FPGA-based pedestrian detection under strong distortions

Pedestrian detection is one of the most popular computer vision challenges in the automotive, security and domotics industries, with several new approaches and benchmarks proposed every year. All of them typically consider the pedestrians in a standing pose, but this assumption is not always applicable. It is the case of embedded camera systems used for crowd monitoring or in driving assistance systems for big vehicles maneuvering. Such systems are commonly installed as higher as possible and make use of fish-eye lenses to provide a top and wide field of view. Actually, such configurations introduce both perspective and optical distortions in the image that, even when corrected, still provide stretched silhouettes that can hardly be detected by cutting-edge pedestrian detection algorithms.
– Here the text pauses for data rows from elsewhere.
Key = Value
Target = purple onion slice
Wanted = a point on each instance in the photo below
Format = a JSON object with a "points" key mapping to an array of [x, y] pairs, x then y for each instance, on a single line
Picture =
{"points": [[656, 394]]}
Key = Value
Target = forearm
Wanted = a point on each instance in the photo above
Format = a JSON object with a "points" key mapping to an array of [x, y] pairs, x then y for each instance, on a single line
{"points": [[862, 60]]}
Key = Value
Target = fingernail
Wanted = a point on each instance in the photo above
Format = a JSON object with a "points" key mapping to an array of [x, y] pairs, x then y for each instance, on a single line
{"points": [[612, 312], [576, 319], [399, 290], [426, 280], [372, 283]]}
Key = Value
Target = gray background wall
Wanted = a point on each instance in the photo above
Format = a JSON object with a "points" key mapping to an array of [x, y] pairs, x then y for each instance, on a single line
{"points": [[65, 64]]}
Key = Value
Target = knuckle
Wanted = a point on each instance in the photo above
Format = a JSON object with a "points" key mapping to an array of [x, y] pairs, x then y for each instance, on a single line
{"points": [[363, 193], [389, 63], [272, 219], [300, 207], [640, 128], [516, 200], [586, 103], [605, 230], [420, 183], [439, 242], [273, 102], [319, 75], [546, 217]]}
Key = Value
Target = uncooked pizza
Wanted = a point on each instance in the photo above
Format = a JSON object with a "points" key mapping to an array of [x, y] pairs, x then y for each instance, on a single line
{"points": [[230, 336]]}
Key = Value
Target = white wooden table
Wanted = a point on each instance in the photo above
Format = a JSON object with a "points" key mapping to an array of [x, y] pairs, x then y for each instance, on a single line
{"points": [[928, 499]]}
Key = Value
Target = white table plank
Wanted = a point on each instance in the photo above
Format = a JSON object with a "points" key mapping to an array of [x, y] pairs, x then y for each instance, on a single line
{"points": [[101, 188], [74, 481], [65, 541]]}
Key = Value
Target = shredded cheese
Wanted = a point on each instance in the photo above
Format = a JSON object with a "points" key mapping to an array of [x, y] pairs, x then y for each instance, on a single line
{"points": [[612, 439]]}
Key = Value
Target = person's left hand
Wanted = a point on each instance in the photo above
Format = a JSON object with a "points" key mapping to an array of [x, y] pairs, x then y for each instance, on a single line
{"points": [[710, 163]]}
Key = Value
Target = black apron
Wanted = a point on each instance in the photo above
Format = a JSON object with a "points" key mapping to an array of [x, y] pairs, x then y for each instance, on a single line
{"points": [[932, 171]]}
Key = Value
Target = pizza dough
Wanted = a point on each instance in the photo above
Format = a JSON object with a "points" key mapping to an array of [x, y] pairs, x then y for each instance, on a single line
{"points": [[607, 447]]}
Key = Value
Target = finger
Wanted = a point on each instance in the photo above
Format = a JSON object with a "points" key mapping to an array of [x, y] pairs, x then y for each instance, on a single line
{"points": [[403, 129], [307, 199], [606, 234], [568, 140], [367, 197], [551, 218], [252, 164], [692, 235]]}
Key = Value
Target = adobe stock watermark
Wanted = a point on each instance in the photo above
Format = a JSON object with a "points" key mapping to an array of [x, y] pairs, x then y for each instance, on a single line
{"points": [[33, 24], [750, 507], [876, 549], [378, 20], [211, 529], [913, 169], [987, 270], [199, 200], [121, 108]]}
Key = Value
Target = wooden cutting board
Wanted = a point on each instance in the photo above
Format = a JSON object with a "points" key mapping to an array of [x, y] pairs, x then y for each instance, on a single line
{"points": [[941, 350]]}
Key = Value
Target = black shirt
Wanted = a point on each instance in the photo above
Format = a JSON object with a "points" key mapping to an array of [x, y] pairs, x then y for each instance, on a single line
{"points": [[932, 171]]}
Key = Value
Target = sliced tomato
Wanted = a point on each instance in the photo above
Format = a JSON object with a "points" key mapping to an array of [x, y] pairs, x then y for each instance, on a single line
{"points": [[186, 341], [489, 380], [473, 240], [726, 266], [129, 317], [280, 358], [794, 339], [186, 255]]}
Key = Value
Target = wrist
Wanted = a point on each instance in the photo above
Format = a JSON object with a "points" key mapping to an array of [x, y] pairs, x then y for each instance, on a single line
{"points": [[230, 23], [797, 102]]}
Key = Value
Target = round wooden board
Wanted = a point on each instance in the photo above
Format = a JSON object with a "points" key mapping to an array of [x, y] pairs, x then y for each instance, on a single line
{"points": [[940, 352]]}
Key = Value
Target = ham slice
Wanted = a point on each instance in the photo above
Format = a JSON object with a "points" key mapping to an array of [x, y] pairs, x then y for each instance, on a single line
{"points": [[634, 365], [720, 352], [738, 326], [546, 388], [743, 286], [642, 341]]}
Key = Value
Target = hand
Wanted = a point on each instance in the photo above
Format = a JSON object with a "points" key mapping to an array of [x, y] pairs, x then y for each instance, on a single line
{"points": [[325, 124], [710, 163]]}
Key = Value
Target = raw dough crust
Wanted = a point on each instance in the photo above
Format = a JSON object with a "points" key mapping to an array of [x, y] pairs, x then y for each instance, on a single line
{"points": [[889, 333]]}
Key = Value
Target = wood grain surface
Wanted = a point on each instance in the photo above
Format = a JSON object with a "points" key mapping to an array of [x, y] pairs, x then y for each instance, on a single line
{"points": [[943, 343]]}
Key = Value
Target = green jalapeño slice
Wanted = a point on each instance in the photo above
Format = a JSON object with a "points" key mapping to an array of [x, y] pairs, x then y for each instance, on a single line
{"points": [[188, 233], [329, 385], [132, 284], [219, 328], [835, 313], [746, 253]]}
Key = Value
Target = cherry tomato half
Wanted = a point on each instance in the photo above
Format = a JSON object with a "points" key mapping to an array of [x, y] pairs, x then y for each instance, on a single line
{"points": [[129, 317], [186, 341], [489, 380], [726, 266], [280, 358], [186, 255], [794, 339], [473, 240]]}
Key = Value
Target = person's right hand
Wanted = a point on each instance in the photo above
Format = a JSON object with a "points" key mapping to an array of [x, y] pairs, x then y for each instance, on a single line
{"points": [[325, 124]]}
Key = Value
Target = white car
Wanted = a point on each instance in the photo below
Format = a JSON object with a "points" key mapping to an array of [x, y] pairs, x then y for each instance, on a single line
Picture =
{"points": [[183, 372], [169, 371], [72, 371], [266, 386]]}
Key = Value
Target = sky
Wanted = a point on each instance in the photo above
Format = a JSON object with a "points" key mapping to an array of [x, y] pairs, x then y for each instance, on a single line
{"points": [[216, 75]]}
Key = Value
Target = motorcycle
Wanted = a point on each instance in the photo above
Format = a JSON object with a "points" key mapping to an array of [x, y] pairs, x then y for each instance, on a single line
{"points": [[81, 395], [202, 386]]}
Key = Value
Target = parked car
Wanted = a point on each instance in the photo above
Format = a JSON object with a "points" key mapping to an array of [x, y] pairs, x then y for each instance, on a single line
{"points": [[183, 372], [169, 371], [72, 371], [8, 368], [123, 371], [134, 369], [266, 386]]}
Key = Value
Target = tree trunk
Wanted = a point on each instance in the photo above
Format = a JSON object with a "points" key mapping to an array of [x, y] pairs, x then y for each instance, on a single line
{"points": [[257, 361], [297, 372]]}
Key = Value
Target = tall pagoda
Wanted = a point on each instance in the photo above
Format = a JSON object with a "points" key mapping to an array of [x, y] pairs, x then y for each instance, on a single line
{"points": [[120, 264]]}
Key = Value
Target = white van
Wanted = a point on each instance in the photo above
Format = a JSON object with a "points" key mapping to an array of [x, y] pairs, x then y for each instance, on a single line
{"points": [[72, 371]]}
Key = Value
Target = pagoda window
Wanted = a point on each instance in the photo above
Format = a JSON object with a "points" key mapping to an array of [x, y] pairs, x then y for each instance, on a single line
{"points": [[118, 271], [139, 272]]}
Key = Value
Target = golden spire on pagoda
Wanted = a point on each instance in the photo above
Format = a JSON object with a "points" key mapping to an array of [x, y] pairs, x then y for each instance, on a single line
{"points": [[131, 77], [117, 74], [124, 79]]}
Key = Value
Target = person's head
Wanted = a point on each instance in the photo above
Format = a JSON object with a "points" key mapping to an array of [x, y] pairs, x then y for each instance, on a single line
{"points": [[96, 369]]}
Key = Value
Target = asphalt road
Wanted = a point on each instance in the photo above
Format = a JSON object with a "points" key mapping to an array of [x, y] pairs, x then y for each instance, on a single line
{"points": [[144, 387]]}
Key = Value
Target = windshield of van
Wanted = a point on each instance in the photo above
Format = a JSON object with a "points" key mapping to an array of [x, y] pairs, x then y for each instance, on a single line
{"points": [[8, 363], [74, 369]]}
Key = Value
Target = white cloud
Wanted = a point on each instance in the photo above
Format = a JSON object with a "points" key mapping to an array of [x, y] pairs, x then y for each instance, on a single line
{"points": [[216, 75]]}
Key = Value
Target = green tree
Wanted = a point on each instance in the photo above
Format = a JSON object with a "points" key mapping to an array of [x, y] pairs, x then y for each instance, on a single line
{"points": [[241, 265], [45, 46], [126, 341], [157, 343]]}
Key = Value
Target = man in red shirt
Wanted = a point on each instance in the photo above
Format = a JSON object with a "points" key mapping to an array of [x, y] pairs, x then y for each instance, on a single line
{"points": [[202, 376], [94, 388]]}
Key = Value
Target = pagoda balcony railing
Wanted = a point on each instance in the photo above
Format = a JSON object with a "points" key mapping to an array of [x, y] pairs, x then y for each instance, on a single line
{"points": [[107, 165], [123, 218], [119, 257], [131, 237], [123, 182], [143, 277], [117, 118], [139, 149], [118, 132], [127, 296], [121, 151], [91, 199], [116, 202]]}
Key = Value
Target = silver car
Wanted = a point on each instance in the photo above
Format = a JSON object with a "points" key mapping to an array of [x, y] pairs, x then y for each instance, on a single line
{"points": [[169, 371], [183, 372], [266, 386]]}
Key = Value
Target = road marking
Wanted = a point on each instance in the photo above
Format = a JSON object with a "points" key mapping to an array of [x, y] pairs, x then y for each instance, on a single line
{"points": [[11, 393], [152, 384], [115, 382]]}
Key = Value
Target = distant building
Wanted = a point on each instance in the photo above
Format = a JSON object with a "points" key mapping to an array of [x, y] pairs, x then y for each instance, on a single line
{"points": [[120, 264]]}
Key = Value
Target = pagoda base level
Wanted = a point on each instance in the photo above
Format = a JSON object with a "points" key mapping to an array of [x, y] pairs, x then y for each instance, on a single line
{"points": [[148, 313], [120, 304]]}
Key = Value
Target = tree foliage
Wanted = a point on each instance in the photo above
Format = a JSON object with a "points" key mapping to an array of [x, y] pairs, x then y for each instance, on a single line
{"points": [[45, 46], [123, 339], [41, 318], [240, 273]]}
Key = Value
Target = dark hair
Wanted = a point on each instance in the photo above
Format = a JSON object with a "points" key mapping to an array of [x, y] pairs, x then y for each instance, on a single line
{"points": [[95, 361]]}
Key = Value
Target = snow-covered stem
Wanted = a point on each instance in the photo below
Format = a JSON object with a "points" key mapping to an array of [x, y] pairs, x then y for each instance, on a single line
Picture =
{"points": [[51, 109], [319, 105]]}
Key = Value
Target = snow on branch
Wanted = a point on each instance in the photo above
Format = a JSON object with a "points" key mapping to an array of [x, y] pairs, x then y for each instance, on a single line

In this paper we focus on this scenario, showing (a) that one of the most effective models for pedestrian detection, that is the Deformable Part Model (DPM), can be efficiently implemented in FPGA to dramatically speed up the computation, and (b) how it can be modified for dealing with highly distorted pictures of humans. The resulting framework, dubbed Deformable Part Model for Local Spatial Deformations (DPM-LSD), gives convincing figure of merits in terms of accuracy and throughput, on a new top-view fish-eye based pedestrian dataset (dubbed Fish-Eyed Pedestrians), also comparing with widely-used competitors (standard DPM and Dalal-Triggs).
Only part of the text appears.